Le cabillaud trône sur les étals depuis toujours, mais son prix donne le vertige. Vingt euros le kilo, parfois plus, pour un poisson qui devient un luxe du quotidien. Pourtant, un cousin méconnu affiche le même moelleux en rayon poissonnerie, pour deux fois moins cher. On vous dit lequel, et surtout comment le cuisiner pour ne rien perdre au change.
Le cabillaud, star chère et victime de son succès
En France, le cabillaud reste l’un des poissons blancs préférés des Français. On le retrouve dans la brandade, l’aïoli provençal, le fish and chips britannique, ou simplement poêlé avec un filet de citron. Ce statut de best-seller a un prix : selon les données de FranceAgriMer, le dos de cabillaud peut grimper jusqu’à 23,50 euros le kilo.
«La dernière fois, je l’ai vu à 20 euros le kilo, s’étrangle une cliente dans un supermarché en Bretagne. À ce prix-là, l’été, on peut trouver du homard !» Ce témoignage résume l’agacement de nombreux consommateurs face à l’envolée des prix de ce poisson emblématique.
La raison de cette flambée est structurelle. La demande dépasse largement l’offre disponible, et le cabillaud souffre depuis des années de la surpêche. Il entre dans la composition de nombreux produits industriels — poissons panés, plats préparés, surgelés — ce qui accentue la pression sur les stocks. Le dernier bilan de l’Ifremer classe même certaines populations de cabillaud parmi les stocks «effondrés». Une situation qui pousse de plus en plus de foyers à chercher une alternative crédible, aussi bonne au goût mais bien plus légère pour le budget. Et cette alternative existe, elle est française, et elle traîne discrètement au rayon poissonnerie sans se faire remarquer.
Ce poisson deux fois moins cher qui séduit même les chefs
Son nom : le lieu noir, parfois appelé colin. Comme le cabillaud, il appartient à la famille des Gadidés, au même titre que le merlan. Sa texture est un peu plus ferme, son goût légèrement plus prononcé, mais l’essentiel reste identique : une chair blanche, fine, qui se prête aux mêmes préparations.
«Ça ressemble au cabillaud et la bonne nouvelle, c’est qu’il coûte moitié moins cher !», souligne le chef Laurent Mariotte dans une vidéo consacrée à ce poisson sous-estimé. Le constat est partagé par de nombreux amateurs de cuisine qui l’ont adopté au quotidien.

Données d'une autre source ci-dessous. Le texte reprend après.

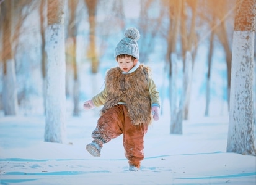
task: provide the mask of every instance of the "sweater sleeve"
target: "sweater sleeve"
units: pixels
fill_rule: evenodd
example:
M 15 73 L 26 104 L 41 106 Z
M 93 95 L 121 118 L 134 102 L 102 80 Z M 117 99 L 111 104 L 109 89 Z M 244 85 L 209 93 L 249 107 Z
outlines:
M 151 106 L 156 105 L 160 107 L 159 93 L 152 78 L 150 78 L 149 80 L 149 88 L 150 98 L 151 99 Z
M 107 97 L 107 90 L 105 88 L 104 88 L 104 89 L 103 89 L 103 91 L 101 91 L 100 93 L 92 97 L 92 102 L 94 102 L 94 105 L 98 107 L 104 105 L 106 102 Z

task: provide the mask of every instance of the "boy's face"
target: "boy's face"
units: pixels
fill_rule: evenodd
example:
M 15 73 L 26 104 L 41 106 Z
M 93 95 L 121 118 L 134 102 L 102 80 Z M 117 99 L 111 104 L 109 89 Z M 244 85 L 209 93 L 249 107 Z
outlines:
M 138 59 L 133 60 L 131 57 L 125 56 L 124 58 L 118 57 L 117 61 L 120 69 L 124 72 L 128 72 L 137 64 Z

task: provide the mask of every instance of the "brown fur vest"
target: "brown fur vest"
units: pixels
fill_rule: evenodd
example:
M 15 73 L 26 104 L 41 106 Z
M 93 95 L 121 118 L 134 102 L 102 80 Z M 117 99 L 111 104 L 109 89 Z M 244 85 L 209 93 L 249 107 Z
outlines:
M 126 103 L 128 115 L 133 125 L 151 124 L 149 74 L 150 69 L 143 64 L 129 74 L 122 74 L 119 67 L 108 70 L 105 78 L 108 96 L 101 113 L 104 113 L 121 101 Z

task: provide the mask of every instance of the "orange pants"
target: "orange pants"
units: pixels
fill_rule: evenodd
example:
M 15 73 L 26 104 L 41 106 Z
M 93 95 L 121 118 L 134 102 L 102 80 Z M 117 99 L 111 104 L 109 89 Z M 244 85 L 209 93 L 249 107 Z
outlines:
M 123 134 L 125 155 L 129 165 L 139 168 L 144 158 L 144 136 L 147 130 L 146 124 L 132 125 L 126 106 L 117 105 L 98 120 L 97 127 L 92 133 L 92 142 L 97 143 L 102 148 L 103 144 Z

«Il est souvent moins cher que beaucoup d’autres poissons et régulièrement en promo», confirme une internaute conquise par cette découverte. «Il cuit hyper vite et, bien cuisiné, il peut être vraiment super tendre !», ajoute-t-elle. Comptez en moyenne une dizaine d’euros le kilo pour du lieu noir, soit environ la moitié du prix affiché pour le cabillaud. Un écart suffisant pour alléger sensiblement la note sans renoncer au plaisir du poisson blanc à table, y compris en semaine, chez les foyers les plus attentifs à leur budget alimentaire mensuel.

La bonne technique pour le cuisiner comme un chef
Bonne nouvelle : le lieu noir se prépare exactement comme le cabillaud, sans aucune adaptation particulière. Il supporte les mêmes cuissons, les mêmes assaisonnements, les mêmes accompagnements classiques du poisson blanc.

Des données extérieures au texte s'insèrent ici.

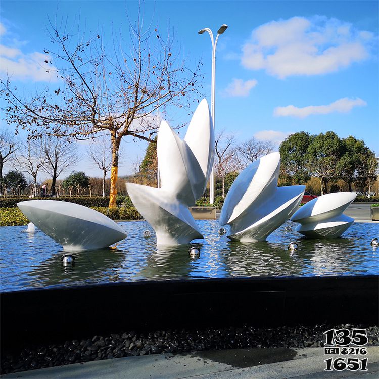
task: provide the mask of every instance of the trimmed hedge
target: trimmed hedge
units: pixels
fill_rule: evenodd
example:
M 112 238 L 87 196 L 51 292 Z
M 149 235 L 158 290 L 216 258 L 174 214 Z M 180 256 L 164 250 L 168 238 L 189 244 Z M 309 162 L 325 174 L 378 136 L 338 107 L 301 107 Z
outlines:
M 91 207 L 91 208 L 105 214 L 112 220 L 141 220 L 143 218 L 134 207 L 111 208 L 107 207 Z
M 358 198 L 354 199 L 353 203 L 377 203 L 379 202 L 379 197 L 375 196 L 374 198 Z
M 29 198 L 29 197 L 9 197 L 0 198 L 0 208 L 11 208 L 17 207 L 17 203 L 26 200 L 58 200 L 59 201 L 68 201 L 75 203 L 76 204 L 84 205 L 85 207 L 108 207 L 109 204 L 109 196 L 60 196 L 59 198 Z M 127 195 L 125 196 L 118 196 L 116 199 L 118 206 L 125 204 L 127 207 L 132 206 L 130 198 Z
M 27 225 L 29 220 L 18 208 L 0 208 L 0 226 Z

Laurent Mariotte privilégie une cuisson au four avec une chapelure croustillante, qui protège la chair et lui apporte du croquant en surface. Une méthode simple, qui demande peu de surveillance et convient parfaitement aux soirs de semaine chargés.
L’internaute qui a testé le poisson opte pour une autre approche : une cuisson à la poêle, rapide et directe, accompagnée d’une sauce express. Elle mélange échalote, tomates cerises, ail, jeunes pousses d’épinards et un trait de vin blanc pour napper le filet. De quoi transformer un poisson économique en plat digne d’un grand chef, en moins de vingt minutes de préparation.
Le point de vigilance, c’est le temps de cuisson : le lieu noir cuit plus vite que ce qu’on imagine, et une minute de trop suffit à le dessécher. Mieux vaut le retirer du feu dès que la chair devient opaque et se détache facilement à la fourchette, quitte à le laisser reposer quelques instants hors du feu avant de servir.
La prochaine fois que vous passerez chez le poissonnier, jetez un œil au lieu noir plutôt qu’au cabillaud par réflexe. Même texture, même plaisir en bouche, moitié moins cher : le budget poisson n’a jamais semblé aussi simple à tenir.